The initial campaign ended in July with a promised delivery date of November. Ministry of Supply got their factory set up by August and managed to deliver by December and into January.
But other complications arose from the founders’ inexperience and the tightened timeline. They had prototyped their shirts — which had a selling point of innovative “phase-change” fabric that alternates between heating and cooling the wearer — in blue and white. But the company also received several thousand orders for the shirt in black, which they had listed as an option but had not made a sample of. The founders found out from the mill that the phase-change material was impossible to create in dark colors, including black. They ended up reworking the fabric technology a bit to produce a dark grey option that was close, but not what people had originally ordered.
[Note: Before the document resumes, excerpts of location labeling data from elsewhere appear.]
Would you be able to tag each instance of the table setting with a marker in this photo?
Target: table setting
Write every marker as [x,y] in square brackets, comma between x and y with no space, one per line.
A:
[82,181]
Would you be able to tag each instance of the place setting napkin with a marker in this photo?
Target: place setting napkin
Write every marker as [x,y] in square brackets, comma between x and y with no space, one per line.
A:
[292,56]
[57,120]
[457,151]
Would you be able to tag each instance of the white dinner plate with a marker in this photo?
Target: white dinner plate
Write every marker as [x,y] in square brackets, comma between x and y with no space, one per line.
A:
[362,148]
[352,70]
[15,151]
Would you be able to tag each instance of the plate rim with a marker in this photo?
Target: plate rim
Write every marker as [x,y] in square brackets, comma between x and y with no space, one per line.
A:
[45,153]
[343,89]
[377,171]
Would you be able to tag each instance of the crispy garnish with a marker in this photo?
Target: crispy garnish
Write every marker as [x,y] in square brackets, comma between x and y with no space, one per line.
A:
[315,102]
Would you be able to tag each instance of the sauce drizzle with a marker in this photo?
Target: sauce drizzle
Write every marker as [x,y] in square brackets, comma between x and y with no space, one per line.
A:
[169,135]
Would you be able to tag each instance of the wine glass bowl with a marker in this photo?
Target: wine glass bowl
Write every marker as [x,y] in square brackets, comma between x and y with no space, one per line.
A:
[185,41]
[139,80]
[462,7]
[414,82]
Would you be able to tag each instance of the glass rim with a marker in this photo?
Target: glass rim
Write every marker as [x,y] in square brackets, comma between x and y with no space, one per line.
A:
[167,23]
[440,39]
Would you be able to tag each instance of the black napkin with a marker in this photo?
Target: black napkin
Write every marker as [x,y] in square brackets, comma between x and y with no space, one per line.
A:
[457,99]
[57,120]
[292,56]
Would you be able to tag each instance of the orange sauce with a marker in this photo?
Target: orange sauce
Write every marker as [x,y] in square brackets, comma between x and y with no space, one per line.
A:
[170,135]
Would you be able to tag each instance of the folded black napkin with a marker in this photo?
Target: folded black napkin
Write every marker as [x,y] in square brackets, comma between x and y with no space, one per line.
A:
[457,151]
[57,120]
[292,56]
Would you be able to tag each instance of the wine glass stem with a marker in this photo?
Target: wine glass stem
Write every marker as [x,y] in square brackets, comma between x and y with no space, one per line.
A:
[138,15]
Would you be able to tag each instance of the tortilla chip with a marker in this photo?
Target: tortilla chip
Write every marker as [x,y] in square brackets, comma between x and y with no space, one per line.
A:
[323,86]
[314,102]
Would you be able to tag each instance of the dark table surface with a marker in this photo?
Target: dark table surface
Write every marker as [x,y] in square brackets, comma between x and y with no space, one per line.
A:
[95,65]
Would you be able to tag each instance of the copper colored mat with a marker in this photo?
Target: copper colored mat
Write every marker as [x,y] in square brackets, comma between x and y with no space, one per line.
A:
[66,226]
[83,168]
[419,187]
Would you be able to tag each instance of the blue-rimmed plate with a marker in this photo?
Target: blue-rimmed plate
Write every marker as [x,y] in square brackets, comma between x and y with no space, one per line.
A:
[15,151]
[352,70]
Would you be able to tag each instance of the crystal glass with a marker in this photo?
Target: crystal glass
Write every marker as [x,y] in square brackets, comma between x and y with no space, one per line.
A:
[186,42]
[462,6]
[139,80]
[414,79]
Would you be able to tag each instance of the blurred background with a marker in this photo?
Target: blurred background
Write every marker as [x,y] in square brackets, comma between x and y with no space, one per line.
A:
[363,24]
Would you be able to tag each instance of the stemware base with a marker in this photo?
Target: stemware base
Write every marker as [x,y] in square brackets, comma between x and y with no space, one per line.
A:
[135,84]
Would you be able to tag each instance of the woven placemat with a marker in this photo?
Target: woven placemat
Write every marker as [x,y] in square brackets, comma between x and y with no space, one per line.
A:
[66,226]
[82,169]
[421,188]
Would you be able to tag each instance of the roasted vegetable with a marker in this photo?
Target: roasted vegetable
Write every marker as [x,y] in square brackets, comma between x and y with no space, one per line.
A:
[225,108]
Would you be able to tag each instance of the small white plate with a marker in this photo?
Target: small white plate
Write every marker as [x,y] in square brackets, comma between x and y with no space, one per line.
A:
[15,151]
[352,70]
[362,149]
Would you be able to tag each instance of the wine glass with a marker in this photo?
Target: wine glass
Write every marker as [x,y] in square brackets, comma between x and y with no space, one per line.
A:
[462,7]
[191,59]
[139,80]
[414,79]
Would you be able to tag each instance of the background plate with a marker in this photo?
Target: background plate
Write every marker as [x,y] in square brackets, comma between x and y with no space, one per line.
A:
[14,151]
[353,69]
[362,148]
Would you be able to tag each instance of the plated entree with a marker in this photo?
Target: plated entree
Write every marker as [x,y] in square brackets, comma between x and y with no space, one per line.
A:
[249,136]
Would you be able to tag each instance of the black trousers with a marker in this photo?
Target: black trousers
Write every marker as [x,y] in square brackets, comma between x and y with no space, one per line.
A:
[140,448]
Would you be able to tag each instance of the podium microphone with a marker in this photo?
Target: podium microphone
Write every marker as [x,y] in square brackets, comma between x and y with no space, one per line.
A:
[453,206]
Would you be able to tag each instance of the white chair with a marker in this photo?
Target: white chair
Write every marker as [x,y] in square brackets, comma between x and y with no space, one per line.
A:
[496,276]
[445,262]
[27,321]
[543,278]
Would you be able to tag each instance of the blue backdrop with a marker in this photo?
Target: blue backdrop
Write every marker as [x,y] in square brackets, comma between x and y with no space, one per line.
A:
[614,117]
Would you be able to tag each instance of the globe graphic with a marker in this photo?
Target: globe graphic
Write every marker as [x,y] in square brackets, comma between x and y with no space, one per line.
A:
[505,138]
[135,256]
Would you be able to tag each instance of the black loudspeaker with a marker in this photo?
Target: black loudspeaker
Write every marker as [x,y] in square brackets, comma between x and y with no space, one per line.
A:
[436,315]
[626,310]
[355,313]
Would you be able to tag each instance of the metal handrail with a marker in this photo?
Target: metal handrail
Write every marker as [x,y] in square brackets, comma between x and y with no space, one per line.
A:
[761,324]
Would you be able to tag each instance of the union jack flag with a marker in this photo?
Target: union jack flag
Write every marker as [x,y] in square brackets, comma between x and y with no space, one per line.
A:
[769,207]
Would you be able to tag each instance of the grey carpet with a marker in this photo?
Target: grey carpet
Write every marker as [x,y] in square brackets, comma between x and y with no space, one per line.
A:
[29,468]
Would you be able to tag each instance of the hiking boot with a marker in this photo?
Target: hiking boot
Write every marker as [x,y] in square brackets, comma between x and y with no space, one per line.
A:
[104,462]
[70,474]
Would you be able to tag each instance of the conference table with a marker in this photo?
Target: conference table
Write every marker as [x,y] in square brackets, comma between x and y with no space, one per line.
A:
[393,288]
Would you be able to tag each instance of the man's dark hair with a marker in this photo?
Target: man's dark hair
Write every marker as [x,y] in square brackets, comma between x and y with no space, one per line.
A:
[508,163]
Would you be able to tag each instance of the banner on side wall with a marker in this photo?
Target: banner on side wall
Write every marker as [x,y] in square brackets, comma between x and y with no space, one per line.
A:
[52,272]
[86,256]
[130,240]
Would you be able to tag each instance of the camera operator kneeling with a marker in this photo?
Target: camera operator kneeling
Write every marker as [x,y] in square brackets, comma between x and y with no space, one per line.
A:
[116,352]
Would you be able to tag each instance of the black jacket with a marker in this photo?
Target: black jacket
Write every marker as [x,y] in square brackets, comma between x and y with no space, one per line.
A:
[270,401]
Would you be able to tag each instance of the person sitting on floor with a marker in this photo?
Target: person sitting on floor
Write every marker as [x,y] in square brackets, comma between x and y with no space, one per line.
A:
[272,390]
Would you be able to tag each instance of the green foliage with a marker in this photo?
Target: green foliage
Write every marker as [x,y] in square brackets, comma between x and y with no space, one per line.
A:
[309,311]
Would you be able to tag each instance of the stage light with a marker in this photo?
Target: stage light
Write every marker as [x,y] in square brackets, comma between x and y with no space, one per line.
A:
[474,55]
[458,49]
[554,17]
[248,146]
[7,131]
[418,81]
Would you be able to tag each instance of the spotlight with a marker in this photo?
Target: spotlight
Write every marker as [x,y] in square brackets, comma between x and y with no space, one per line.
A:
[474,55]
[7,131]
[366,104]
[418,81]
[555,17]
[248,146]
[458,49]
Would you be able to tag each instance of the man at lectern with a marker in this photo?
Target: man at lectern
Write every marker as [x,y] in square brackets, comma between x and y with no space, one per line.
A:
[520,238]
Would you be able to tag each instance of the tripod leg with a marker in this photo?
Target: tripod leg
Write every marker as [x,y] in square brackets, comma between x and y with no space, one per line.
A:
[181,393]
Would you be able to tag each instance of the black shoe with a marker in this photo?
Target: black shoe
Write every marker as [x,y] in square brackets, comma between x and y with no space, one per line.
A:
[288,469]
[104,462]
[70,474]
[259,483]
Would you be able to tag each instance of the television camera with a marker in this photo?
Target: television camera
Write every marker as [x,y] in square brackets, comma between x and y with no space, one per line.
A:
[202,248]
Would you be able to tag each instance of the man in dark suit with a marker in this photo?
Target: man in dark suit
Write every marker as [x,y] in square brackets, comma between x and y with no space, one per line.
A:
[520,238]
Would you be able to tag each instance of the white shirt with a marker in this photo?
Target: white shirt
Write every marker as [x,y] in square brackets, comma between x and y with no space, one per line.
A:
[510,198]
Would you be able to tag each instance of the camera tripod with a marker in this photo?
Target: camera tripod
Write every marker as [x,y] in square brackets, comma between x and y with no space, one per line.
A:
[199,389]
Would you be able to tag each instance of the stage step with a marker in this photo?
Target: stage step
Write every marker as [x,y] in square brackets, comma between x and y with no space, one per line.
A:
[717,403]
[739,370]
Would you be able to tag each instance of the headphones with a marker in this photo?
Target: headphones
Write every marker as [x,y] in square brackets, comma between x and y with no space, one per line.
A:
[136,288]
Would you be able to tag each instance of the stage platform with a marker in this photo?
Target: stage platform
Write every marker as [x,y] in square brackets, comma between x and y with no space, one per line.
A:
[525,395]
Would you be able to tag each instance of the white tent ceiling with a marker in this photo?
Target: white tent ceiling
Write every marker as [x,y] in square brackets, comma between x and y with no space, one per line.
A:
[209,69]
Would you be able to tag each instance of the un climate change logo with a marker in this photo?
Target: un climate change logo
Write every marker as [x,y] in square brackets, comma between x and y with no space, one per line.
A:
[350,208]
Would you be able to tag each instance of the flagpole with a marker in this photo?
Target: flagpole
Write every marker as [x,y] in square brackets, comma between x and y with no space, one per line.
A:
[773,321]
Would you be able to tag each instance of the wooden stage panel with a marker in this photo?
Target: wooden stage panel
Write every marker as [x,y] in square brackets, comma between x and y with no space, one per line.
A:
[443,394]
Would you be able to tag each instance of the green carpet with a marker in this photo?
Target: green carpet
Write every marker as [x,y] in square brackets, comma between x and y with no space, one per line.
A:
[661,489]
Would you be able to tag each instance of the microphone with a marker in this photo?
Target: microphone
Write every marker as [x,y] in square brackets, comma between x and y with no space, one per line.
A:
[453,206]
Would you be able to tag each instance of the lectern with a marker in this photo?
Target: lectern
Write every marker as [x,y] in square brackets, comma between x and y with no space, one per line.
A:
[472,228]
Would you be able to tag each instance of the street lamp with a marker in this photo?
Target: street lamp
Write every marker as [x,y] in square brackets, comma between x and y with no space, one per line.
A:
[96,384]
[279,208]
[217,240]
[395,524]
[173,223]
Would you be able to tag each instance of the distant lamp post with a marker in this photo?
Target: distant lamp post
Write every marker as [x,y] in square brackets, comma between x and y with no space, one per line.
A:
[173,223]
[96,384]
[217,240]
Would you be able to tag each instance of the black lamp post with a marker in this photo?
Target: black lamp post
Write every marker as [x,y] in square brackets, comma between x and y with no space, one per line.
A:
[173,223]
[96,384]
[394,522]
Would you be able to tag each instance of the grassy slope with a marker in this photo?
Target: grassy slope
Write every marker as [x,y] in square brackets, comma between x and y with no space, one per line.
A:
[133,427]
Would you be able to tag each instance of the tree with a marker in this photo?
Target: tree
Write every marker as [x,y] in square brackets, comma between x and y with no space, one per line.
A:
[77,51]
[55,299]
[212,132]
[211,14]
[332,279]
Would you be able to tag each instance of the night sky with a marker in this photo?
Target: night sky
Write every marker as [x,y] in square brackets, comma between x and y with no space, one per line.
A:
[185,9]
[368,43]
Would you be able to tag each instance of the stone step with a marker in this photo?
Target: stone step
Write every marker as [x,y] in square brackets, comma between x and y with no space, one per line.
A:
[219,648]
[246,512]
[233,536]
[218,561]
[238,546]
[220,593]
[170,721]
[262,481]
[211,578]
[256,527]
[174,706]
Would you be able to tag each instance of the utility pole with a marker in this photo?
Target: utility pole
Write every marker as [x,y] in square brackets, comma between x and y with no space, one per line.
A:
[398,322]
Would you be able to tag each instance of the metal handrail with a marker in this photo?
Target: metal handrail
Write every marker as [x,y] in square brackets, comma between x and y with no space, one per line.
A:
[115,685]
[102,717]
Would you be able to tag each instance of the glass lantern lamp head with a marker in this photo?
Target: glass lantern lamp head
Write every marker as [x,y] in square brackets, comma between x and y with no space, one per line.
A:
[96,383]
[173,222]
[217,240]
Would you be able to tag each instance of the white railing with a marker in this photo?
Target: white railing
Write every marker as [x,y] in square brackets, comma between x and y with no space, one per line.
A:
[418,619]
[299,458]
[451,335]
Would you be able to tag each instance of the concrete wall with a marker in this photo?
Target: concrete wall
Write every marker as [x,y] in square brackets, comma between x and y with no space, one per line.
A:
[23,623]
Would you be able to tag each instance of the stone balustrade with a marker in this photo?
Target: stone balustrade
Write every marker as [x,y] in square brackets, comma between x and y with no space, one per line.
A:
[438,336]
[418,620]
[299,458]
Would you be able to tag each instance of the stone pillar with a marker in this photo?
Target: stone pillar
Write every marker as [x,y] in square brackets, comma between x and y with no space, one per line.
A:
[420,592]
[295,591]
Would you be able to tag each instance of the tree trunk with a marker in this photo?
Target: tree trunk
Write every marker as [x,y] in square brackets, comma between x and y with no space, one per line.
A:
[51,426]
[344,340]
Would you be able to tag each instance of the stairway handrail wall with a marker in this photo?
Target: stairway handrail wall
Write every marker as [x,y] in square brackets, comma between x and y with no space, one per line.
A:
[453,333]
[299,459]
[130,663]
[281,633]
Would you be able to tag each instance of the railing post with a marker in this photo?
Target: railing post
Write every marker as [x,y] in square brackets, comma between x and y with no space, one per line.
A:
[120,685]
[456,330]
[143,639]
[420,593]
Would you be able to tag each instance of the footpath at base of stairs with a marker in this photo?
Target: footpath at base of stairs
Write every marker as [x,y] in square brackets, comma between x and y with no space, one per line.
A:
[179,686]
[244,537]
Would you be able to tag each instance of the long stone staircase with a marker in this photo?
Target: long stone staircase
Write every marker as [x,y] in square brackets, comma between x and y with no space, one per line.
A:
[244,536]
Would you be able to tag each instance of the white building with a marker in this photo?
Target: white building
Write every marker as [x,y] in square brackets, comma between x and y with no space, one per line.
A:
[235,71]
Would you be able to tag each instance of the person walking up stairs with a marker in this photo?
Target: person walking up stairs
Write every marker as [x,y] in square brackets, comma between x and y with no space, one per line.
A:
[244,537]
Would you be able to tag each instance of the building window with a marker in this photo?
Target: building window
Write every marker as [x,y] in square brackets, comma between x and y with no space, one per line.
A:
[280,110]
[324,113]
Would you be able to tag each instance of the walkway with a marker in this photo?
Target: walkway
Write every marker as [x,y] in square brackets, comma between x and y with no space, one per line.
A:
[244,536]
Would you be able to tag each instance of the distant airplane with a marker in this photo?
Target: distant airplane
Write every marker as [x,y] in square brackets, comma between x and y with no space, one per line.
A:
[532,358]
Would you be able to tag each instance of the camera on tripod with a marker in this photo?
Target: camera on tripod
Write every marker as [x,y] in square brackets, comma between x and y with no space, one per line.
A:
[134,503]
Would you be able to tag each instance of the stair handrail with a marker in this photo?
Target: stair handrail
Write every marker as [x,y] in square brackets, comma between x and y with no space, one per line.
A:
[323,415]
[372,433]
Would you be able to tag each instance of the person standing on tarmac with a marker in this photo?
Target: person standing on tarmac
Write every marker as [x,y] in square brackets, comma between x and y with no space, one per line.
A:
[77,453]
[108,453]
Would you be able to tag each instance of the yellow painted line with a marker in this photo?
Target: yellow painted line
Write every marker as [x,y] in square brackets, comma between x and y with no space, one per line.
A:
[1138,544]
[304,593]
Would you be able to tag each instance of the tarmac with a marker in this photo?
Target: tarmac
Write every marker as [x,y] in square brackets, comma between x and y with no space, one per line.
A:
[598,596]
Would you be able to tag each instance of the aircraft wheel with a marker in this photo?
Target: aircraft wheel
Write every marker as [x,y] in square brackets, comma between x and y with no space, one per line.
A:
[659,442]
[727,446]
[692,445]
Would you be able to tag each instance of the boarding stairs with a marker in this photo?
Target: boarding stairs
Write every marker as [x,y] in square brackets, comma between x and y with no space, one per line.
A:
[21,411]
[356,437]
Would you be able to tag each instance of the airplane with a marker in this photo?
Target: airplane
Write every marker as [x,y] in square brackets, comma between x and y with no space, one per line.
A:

While the brand was in a relatively unique situation due to being crowdfunded, companies across fashion have had struggles with delays, logistical issues and overpromising what they can deliver. Rent the Runway infamously had to stop operations for a period of a week in early October because of warehouse issues that led to thousands of cancelled orders, delayed deliveries and the resignation of their head of supply chain.
For Advani, the most important lesson was that people in general will be forgiving of these issues so long as there is complete transparency about what is happening and when they can expect a solution.
Advani said that in addition to working 14-hour days and seven-day weeks to get production back on schedule, the founders also spent a significant amount of time updating customers, sometimes multiple times a day, on exactly what was happening behind the scenes. The team posted interactive maps on their Kickstarter updates page to show exactly where customers’ orders were, detailing what stage of production they were in and answering all questions submitted through email, social media, phone or the Kickstarter comments section until every order was fulfilled. For the people who had to wait the longest, Advani stuck a few $10 bills into their deliveries as a makeshift gift card, thanking them for being patient.
Transparency is key to avoiding ill will from issues like this. When logistical issues first started to show up for Rent the Runway over the summer, CEO Jennifer Hyman hosted a Twitter chat to answer all customer questions directly. These tactics are vital not just to avoid the bad press that a failed product launch can bring, but also to build good will and loyalty among consumers who could remain customers for years to come.
“I can’t say mathematically how many, but I see a lot of people who were early backers and are still customers today,” Advani said. “As long as you’re open and honest, people will be patient. That’s what garnered loyalty from them, not necessarily just the shirt.”